Nos anos 1990, os Mamonas Assassinas transformaram Campo Grande em um palco de euforia. O show no Albano Franco reuniu uma multidão que acompanhou a banda desde o aeroporto. Algumas fãs passaram mal. O responsável por trazer o grupo foi Carlos Alberto Rezende, o professor Carlão. Em 2025, ele lembrou que a cidade foi tomada por fãs. “Eu vi a música Vira na TV e arrisquei. Assinei o contrato e trouxe o show”, disse. No palco, a energia da banda confirmou o fenômeno. Carlão destacou a relação dos integrantes com os fãs. “A intensidade e a concentração deles eram sensacionais”, afirmou. Poucos meses depois, a tragédia aérea de 1996 interrompeu a carreira da banda.
O Charlie Brown Jr. foi responsável por um dos maiores encontros da geração dos anos 2000. Em junho de 2012, cerca de 100 mil pessoas foram ao Parque das Nações Indígenas para assistir à banda no MS Canta Brasil. O público era formado por pessoas que cresceram ouvindo as músicas de Chorão. Nem o atraso de quase duas horas por problemas técnicos esfriou os ânimos. A apresentação terminou com banho de champagne no palco. Chorão disse na época: “Foi demais, estou muito feliz. Quero voltar”.
Rita Lee também deixou sua marca na cidade. O show aconteceu em 2011 para cerca de 70 mil pessoas no Parque das Nações Indígenas. Nos bastidores, ela conversou com o trio Hermanos Irmãos e elogiou a mistura de polca paraguaia e rock. Durante a passagem, Rita cometeu uma gafe: confundiu Mato Grosso do Sul com Mato Grosso. Tempos depois, em um show em Chapada dos Guimarães, agradeceu o carinho do “povo de Mato Grosso do Sul”. Ela disse que era para “vingar” o povo de MS.
O Guns N’ Roses entrou para a história pelo show e pelo caos na logística. A expectativa era de 35 mil pessoas no Autódromo Internacional Orlando Moura. Um engarrafamento na BR-262 durou mais de seis horas. Muitos fãs não chegaram a tempo. Os que conseguiram andaram até 13 km. Mototaxistas ajudaram a encurtar a caminhada. A mãe de Axl Rose subiu ao palco para pedir desculpas pelo atraso. A banda ficou dois dias em um hotel da cidade. Os músicos desceram para atender o público e um deles correu no Parque dos Poderes pela manhã.
A música eletrônica teve seu momento com David Guetta no Jóquei Clube. O público foi estimado entre 20 e 25 mil pessoas. O DJ francês comandou uma madrugada de luzes, jatos de fogo e papel prateado. Ele brincou com os fãs durante a apresentação.

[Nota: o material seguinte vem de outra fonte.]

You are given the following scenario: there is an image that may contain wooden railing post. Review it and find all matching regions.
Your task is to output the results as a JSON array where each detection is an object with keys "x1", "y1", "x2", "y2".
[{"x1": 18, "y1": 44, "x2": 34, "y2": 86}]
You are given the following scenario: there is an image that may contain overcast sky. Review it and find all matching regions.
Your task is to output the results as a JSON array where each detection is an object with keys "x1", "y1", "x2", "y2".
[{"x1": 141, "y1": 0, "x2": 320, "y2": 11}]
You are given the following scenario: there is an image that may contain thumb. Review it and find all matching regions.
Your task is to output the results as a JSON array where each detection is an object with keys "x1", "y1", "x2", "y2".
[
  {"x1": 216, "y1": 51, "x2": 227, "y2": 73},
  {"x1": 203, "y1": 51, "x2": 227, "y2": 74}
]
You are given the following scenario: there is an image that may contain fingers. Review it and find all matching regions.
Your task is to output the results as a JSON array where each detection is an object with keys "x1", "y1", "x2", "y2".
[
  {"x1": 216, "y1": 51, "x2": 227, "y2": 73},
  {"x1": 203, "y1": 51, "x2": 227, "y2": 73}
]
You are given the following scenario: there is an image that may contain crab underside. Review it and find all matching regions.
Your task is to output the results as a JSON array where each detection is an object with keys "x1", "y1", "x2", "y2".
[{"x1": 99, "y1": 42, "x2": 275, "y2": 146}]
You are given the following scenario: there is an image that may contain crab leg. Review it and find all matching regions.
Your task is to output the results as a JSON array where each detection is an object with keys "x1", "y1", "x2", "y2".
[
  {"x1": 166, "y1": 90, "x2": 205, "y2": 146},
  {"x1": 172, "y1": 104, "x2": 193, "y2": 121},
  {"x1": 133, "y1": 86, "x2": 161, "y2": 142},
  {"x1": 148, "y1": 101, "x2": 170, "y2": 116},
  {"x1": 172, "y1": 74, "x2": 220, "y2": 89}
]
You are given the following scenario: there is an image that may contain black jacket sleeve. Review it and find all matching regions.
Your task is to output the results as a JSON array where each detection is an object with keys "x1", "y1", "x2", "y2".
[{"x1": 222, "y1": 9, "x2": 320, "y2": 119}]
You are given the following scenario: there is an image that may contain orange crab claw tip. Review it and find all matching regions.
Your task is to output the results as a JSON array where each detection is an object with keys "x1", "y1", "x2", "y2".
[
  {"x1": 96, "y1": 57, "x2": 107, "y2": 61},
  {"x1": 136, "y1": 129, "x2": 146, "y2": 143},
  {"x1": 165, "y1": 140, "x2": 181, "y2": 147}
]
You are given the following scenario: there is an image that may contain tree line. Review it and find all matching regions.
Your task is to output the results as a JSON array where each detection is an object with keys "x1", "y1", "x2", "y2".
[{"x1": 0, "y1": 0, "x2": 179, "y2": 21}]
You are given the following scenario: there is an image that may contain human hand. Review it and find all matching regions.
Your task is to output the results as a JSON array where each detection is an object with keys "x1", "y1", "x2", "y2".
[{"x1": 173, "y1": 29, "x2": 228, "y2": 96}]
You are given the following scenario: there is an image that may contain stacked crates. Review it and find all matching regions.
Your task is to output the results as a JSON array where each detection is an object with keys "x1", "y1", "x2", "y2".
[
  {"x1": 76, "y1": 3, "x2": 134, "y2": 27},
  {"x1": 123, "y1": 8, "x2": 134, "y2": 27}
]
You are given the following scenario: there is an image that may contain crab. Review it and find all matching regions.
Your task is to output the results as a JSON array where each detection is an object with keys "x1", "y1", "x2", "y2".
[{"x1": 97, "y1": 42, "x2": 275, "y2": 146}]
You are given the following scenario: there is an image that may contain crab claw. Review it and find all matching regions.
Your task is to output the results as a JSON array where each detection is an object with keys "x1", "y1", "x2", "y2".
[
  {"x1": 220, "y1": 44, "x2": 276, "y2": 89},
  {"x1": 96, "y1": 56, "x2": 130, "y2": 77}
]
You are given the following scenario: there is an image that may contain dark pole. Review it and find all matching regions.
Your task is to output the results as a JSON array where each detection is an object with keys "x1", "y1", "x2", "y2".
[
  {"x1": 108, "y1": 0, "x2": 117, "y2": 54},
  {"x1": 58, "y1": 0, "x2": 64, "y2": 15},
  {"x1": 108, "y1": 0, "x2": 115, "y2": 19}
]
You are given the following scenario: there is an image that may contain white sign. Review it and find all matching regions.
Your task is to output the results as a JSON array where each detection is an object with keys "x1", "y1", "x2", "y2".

Marília Mendonça mobilizou Campo Grande em questão de horas. Em 2019, a cantora desembarcou para gravar o projeto “Te Vejo em Todos os Cantos”. Lotou o Parque das Nações Indígenas com menos de 12 horas de divulgação. O show teve clima de encontro entre amigos. Marília conversou com o público, brincou e conduziu a gravação da música “Obrigada por Estragar Tudo”. A cantora também apareceu no Centro da Cidade e foi rodeada por fãs. Anos depois, com a morte precoce da artista em um acidente aéreo, a gravação ganhou um significado especial para quem esteve lá.
Luan Santana escolheu Campo Grande para gravar o primeiro DVD em 2009. Aproximadamente 75 mil pessoas acompanharam a apresentação no Parque das Nações Indígenas. O DVD ajudou a transformar sucessos como “Meteoro” em fenômenos nacionais. Sandy & Junior voltaram à Capital em 2005 para gravar o DVD da turnê “Identidade”. O show foi no Parque de Exposições Laucídio Coelho, com entrada gratuita, e reuniu milhares de fãs. A apresentação foi exibida na TV na virada do ano.
O RPM se apresentou em Campo Grande durante o Festival do Sobá de 2013. O público que viveu a juventude nos anos 1980 tomou conta da frente do palco. Sucessos como “Alvorada Voraz”, “Olhar 43” e “Rádio Pirata” transformaram a apresentação em uma máquina do tempo. A banda comemorava 30 anos de carreira.